Suppose I get 2 results in a format like this of licences with the same length (same amount of characters) from 2 different cameras, how do I calculate the chance that it is the licence plate from the same vehicle?
And second, how do I calculate the chance that it is the licence plate from the same vehicle if the lengths of the results from the 2 different cameras is not the same? This can happen for example when one character is missed by a camera.
The second question is a combinatorics hell, and you should make several assumptions as @TonyK mentioned in the comments to even start to tackle the problem.

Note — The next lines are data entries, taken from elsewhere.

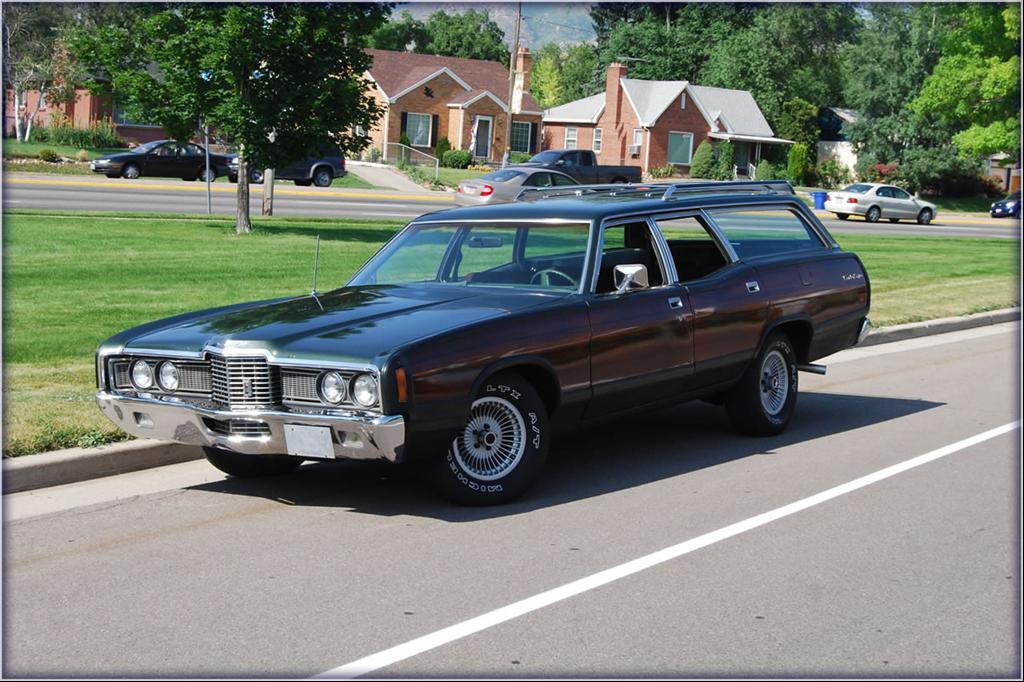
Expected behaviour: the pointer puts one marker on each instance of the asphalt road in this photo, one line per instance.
(102, 194)
(913, 571)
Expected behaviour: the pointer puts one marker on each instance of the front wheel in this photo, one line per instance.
(763, 401)
(251, 466)
(501, 450)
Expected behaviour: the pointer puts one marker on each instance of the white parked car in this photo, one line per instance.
(875, 201)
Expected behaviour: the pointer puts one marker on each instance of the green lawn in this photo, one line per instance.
(72, 280)
(14, 150)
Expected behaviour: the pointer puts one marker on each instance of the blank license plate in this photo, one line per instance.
(309, 440)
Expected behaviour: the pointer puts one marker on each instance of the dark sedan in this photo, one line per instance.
(1007, 208)
(163, 158)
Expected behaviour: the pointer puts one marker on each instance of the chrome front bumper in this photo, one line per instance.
(353, 436)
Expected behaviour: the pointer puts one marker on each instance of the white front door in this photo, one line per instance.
(482, 147)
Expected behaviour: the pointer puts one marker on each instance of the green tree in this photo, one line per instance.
(403, 34)
(704, 161)
(471, 35)
(274, 79)
(975, 86)
(799, 122)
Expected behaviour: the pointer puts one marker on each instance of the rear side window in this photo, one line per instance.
(765, 231)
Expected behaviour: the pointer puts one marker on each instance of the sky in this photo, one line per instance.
(543, 22)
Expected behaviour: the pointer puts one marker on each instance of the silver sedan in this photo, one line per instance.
(503, 185)
(876, 201)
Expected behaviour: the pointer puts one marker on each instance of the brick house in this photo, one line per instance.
(654, 123)
(86, 110)
(428, 97)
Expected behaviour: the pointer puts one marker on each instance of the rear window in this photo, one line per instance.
(502, 175)
(765, 231)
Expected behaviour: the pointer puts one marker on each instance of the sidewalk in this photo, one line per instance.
(387, 178)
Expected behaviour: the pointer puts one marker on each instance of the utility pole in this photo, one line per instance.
(512, 62)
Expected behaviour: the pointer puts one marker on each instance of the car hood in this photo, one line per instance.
(357, 324)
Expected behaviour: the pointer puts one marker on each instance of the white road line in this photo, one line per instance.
(456, 632)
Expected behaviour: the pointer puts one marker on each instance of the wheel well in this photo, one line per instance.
(541, 379)
(799, 332)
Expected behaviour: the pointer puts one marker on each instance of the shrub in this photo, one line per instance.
(704, 161)
(799, 164)
(441, 146)
(456, 159)
(766, 170)
(726, 158)
(659, 172)
(833, 174)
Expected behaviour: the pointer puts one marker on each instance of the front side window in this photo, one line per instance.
(765, 230)
(520, 136)
(570, 138)
(418, 129)
(680, 148)
(509, 256)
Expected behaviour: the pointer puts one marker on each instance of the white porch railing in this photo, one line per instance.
(401, 156)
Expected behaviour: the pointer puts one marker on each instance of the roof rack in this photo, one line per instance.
(663, 190)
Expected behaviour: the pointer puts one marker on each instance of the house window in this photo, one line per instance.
(570, 136)
(680, 147)
(520, 136)
(418, 129)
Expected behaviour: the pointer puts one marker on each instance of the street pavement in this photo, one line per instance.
(100, 194)
(911, 571)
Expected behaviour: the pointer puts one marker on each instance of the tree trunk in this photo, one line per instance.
(268, 192)
(243, 224)
(18, 98)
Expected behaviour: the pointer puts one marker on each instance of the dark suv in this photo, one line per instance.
(320, 170)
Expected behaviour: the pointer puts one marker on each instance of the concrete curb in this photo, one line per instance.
(70, 466)
(942, 326)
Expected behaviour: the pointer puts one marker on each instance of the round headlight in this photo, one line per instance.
(141, 374)
(365, 390)
(168, 377)
(333, 387)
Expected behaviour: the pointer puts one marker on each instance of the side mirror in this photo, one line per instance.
(631, 276)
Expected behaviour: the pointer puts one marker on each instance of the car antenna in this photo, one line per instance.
(315, 265)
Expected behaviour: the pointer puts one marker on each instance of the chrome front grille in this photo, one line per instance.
(244, 382)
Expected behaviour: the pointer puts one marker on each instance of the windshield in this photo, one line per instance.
(148, 146)
(502, 175)
(511, 256)
(545, 158)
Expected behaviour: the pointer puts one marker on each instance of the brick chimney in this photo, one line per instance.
(613, 89)
(523, 65)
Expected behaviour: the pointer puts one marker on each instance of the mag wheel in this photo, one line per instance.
(501, 450)
(763, 401)
(251, 466)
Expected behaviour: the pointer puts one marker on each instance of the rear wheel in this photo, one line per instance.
(763, 401)
(502, 448)
(251, 466)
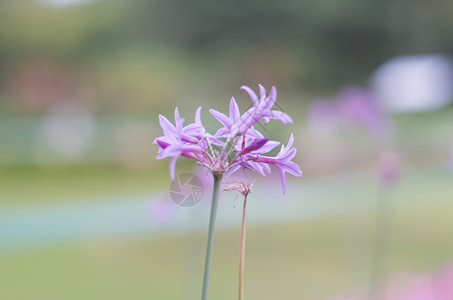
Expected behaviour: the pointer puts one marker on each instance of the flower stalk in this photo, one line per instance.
(242, 251)
(210, 242)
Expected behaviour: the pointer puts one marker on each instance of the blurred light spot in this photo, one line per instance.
(134, 144)
(414, 83)
(70, 130)
(64, 2)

I will try to answer the first, which also requires several assumptions to be made but is much easier to answer.
Let's say a license plate is composed of $n$ characters. You observe license plates in the wild, which are samples from the random vector $\boldsymbol{C} = (C_1, \ldots, C_n)$, corrupted by your devices/detectors (the software of the cameras). That is, the sample $\boldsymbol{c} = (c_1,\ldots,c_n)$ may be corrupted by camera A and what you get is $\boldsymbol{c}^A = (c_1^A,\ldots,c_n^A)$, and if it is corrupted by camera B you get $\boldsymbol{c}^B = (c_1^B,\ldots,c_n^B)$. You want to know if, given two corrupted samples $\boldsymbol{x}^A$ and $\boldsymbol{y}^B$, they come from the same original, true sample. That is, you want to compute: $$P(\boldsymbol{x} = \boldsymbol{y} | \boldsymbol{x}^A, \boldsymbol{y}^B)$$
We can express this differently by iterating through the values the random vector $\boldsymbol{C}$ can take: \begin{align} P(\boldsymbol{x} = \boldsymbol{y} | \boldsymbol{x}^A, \boldsymbol{y}^B) &= \sum_\boldsymbol{s} P(\boldsymbol{x} = \boldsymbol{s}, \boldsymbol{y} = \boldsymbol{s} | \boldsymbol{x}^A, \boldsymbol{y}^B) \\ &= \sum_\boldsymbol{s} P(\boldsymbol{x} = \boldsymbol{s} | \boldsymbol{x}^A) P(\boldsymbol{y} = \boldsymbol{s} | \boldsymbol{y}^B) \\ &= \sum_{s_1,\ldots,s_n} P((x_1,\ldots,x_n) = (s_1,\ldots,s_n) | \boldsymbol{x}^A) P((y_1,\ldots,y_n) = (s_1,\ldots,s_n) | \boldsymbol{y}^B) \\ &= \sum_{s_1,\ldots,s_n} \prod_i P(x_i = s_i | x_i^A)P(y_i = s_i | y_i^B) \end{align} We have made two assumptions here. First (second equality), that the observations $\boldsymbol{x}$ and $\boldsymbol{y}$ are independent (which may not be the case, since observing a set of plates with one camera constrains what the other will likely see, for example if they are near each other cars that appear in one might appear in the other). Second (last equality), that the individual characters in a plate are independent from each other (that might also be false, since plate numbers are generally assigned sequentially).
Now, we need to know $P(x_i = s_i | x_i^A)$, that is, the probability that the true $i$-th character is $s_i$ given that the observed $i$-th character is $x_i^A$. The best way to do that would be to calibrate these values running the system on an annotated dataset. However, we already know $P(x_i = s_i | x_i^A)$ when $s_i = x_i^A$ because that's the score your algorithm returns for character $i$. For the other cases we can make the (yet another!) assumption that the probability is equally distributed among them. That is: $$P(x_i = s_i | x_i^A) = \begin{cases} \text{score}_A(i)\quad &\text{if } s_i = x_i^A\\ \frac{1-\text{score}_A(i)}{M-1}\quad &\text{otherwise} \end{cases}$$
Here $M$ is the size of the character set. The same reasoning applies to $P(y_i = s_i | y_i^B)$. Naturally, this is not amenable to be calculated by hand on a piece of paper, but you can easily embed the computation in your software.